Mirror Lake Hamlets
THE SITE: The HBRF Mirror Lake campus includes eight housing units on a 19-acre lakeside parcel. Five of the units are rented for use by scientists, participants in HBRF programs, and space permitting, other nonprofit organizations. A separate building houses a meeting room suitable for small conferences, meetings and workshops.
COTTAGES: All of the cottages are immediately adjacent to Mirror Lake on Hamlet Drive, a right turn off Mirror Lake Road, just beyond the public beach access road. While the specifics of each one are slightly different, they all have furnished bedrooms, baths, living rooms and kitchens. Some bedrooms are singles or triples, but most are doubles (with twin beds). Outside decks have views over the water. Each has heat, hot water, electricity and wireless high-speed internet access. Cell phone coverage is generally very good.
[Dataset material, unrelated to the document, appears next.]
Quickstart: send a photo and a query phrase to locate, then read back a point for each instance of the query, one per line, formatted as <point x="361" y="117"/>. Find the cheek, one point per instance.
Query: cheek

For more information about availability and rates, please email Anthea Lavallee: email@example.com
SITE HISTORY: In June of 2004 the Hubbard Brook Research Foundation and the Trust for Public Land (TPL) acquired a key 19-acre property adjacent to Mirror Lake (just outside the Hubbard Brook Experimental Forest). This parcel was threatened with high-density development of time-share condominiums and single-family residences. Such development may have jeopardized the ecological research record compiled for the past 40 years at Mirror Lake. The transaction was made possible with key support from the Open Space Conservancy, a subsidiary of the Open Space Institute, and a consortium of other organizations. In a news release issued at the time, David Sleeper, Executive Director of HBRF, said, “An extraordinary coalition of partners – led by the Trust for Public Land and the Open Space Institute – came together to make this vital transaction happen. This project has environmental ramifications far beyond simply protecting 19 acres at Mirror Lake. Scientists at the Hubbard Brook Ecosystem Study will use the land and housing at Mirror Lake to conduct monitoring and research which will benefit ecosystem scientists and policy makers throughout the world.